Mammographie: ne vous inquiétez pas, les faux positifs sont fréquents !

« Une majorité des femmes qui se soumettent annuellement à une mammographie au cours d’une longue période peut recevoir un diagnostic erroné de cancer du sein (faux positif) », selon une étude américaine publiée dans les Annals of Internal Medicine.

Les auteurs souhaitent que, sachant cela, les femmes vivent moins dans l’anxiété si elles sont rappelées pour des examens supplémentaires. Dans la plupart des cas, cela ne signifie pas qu’elles sont atteintes d’un cancer.

Rebecca Hubbard, du Group Health Research Institute à Seattle, et ses collègues ont analysé des données concernant 170.000 femmes américaines qui ont subi une première mammographie entre 40 à 59 ans, puis annuellement pendant 10 ans, ainsi que près de 4500 femmes atteintes d’un cancer métastasé du sein.

Sur 10 ans, 61% des femmes ont été rappelées au moins une fois pour une autre mammographie car la première lecture n’était pas concluante.

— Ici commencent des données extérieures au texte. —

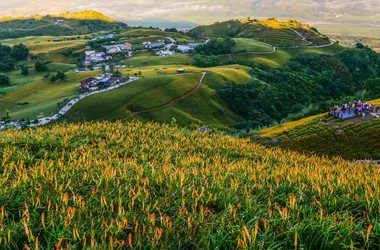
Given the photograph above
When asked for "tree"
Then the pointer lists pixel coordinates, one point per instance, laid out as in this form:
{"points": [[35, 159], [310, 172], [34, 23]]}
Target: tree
{"points": [[372, 86], [7, 64], [41, 67], [206, 61], [19, 52], [217, 46], [60, 75], [4, 80], [4, 51], [24, 71]]}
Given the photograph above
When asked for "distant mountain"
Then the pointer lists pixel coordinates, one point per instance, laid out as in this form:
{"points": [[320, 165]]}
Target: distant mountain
{"points": [[315, 8], [283, 34], [57, 24], [89, 15], [162, 23]]}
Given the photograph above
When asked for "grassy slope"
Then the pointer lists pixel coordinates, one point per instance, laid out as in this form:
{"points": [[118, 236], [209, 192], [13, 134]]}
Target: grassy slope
{"points": [[155, 90], [155, 34], [42, 95], [147, 59], [273, 32], [51, 48], [357, 140], [279, 58], [250, 45], [105, 185]]}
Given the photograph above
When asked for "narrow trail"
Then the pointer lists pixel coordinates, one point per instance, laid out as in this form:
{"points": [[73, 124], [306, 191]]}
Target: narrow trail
{"points": [[66, 108], [274, 49], [172, 101]]}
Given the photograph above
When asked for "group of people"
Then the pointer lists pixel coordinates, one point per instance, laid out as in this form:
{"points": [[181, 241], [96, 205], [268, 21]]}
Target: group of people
{"points": [[352, 109]]}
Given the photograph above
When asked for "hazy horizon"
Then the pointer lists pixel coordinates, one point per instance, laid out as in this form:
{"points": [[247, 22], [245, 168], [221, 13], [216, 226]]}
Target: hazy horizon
{"points": [[199, 11]]}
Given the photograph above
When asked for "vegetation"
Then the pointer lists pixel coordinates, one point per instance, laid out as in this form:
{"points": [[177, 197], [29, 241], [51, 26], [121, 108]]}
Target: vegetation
{"points": [[217, 46], [73, 24], [372, 86], [136, 185], [353, 139], [246, 45], [4, 80], [206, 61], [10, 56], [308, 79], [59, 76], [41, 66], [272, 31]]}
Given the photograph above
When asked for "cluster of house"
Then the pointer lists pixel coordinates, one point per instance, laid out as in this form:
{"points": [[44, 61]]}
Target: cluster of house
{"points": [[92, 56], [153, 45], [101, 82], [105, 37], [169, 49], [187, 47]]}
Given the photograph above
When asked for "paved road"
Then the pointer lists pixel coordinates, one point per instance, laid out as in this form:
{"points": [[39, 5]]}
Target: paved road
{"points": [[67, 107], [173, 101]]}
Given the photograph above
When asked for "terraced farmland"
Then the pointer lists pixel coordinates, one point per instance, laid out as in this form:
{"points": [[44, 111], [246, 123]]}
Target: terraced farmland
{"points": [[352, 139]]}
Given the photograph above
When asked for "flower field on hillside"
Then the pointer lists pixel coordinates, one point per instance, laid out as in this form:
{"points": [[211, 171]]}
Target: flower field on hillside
{"points": [[137, 185]]}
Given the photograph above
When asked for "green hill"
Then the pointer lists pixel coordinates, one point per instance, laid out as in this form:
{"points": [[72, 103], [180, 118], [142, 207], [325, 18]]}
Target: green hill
{"points": [[142, 185], [70, 24], [290, 33], [160, 86], [323, 135]]}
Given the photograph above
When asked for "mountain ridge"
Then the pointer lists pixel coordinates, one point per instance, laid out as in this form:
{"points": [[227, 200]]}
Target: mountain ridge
{"points": [[80, 15]]}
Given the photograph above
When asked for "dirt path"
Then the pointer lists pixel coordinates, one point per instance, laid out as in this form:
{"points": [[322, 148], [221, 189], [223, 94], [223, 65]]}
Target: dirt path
{"points": [[174, 100], [66, 108]]}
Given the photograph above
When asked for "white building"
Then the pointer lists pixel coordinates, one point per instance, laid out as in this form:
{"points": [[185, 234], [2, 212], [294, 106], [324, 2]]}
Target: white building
{"points": [[187, 48]]}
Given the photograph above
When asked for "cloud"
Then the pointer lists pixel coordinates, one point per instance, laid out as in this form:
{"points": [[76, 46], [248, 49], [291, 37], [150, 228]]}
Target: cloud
{"points": [[191, 9]]}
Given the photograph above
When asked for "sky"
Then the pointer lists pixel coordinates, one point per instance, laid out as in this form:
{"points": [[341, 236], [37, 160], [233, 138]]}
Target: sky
{"points": [[128, 9], [194, 10]]}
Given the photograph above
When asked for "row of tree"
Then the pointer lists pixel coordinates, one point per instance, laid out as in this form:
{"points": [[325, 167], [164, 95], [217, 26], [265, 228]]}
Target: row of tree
{"points": [[316, 80], [10, 56]]}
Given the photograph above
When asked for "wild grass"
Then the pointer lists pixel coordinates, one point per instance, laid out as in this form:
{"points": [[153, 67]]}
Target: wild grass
{"points": [[136, 185]]}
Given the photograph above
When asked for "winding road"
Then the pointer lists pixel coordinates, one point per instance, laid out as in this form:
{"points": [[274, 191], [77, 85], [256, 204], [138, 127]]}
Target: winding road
{"points": [[65, 109], [174, 100]]}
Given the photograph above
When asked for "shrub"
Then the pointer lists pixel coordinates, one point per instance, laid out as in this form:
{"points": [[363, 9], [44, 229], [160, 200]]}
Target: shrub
{"points": [[4, 80]]}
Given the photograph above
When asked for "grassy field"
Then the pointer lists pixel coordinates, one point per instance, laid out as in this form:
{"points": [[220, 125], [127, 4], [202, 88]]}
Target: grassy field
{"points": [[38, 96], [143, 34], [52, 48], [143, 185], [351, 139], [279, 58], [46, 44], [159, 86], [250, 45], [147, 59]]}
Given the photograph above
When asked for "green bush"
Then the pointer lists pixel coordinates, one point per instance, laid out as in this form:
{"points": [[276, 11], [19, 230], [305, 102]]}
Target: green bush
{"points": [[4, 80]]}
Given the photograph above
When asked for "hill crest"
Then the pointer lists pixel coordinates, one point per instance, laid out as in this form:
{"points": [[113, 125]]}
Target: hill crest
{"points": [[81, 15]]}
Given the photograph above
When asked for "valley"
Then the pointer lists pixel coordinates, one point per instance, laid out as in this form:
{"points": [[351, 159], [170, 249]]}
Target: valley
{"points": [[242, 134]]}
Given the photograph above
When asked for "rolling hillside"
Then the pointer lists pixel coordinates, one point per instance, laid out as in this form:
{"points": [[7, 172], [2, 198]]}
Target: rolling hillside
{"points": [[272, 31], [70, 24], [161, 86], [323, 135], [142, 185]]}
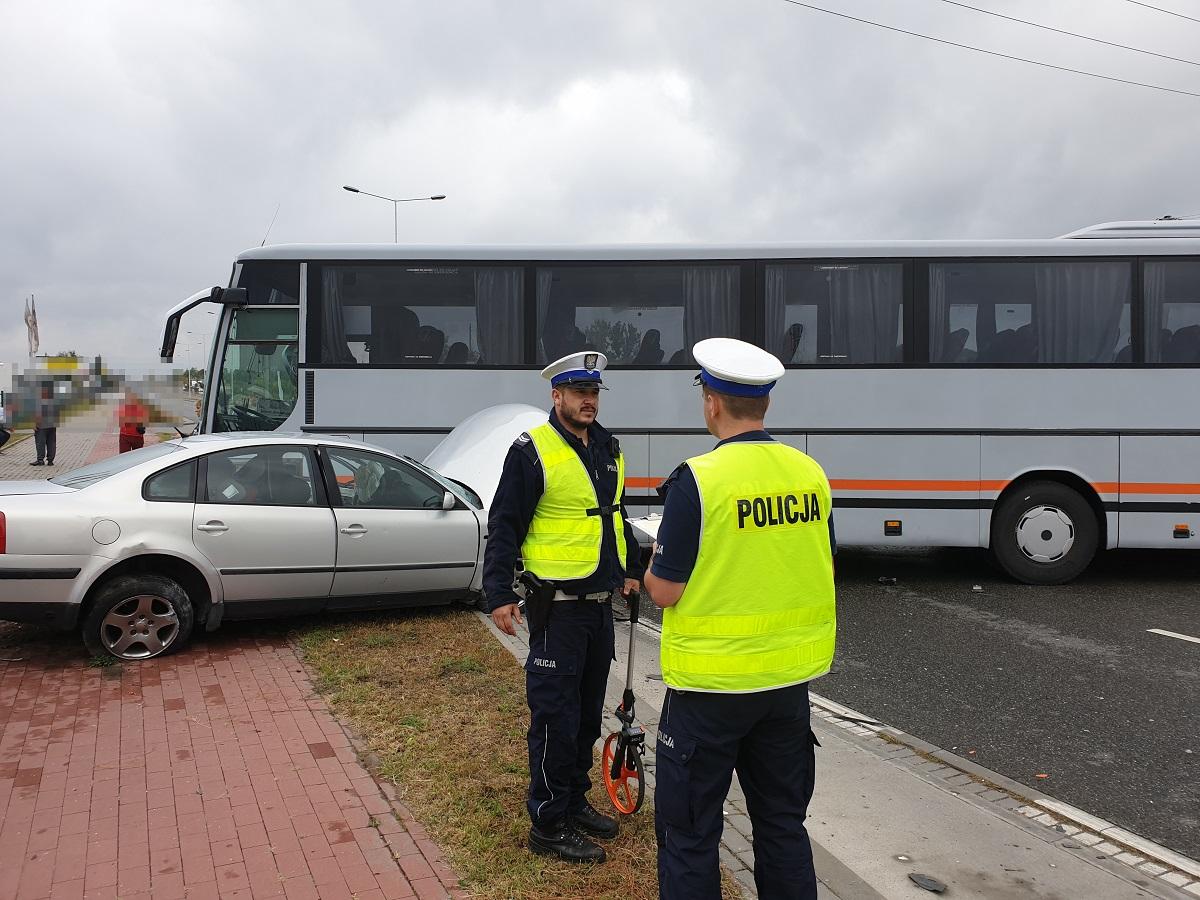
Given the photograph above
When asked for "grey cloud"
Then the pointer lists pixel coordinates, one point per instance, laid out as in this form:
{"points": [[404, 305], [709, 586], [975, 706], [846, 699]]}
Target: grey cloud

Entre 7 et 9% ont été invitées à subir une biopsie qui a conclut à l’absence de cancer.

« Une mammographie tous les 2 ans permettrait de réduire à 42% le rappel pour des examens complémentaires en augmentant très peu le risque de cancer avancé », selon les chercheurs.

Par ailleurs, une étude reliée montre que les mammographies digitales et sur film, qui toutes deux sont produites à partir de rayons X, présentent la même efficacité.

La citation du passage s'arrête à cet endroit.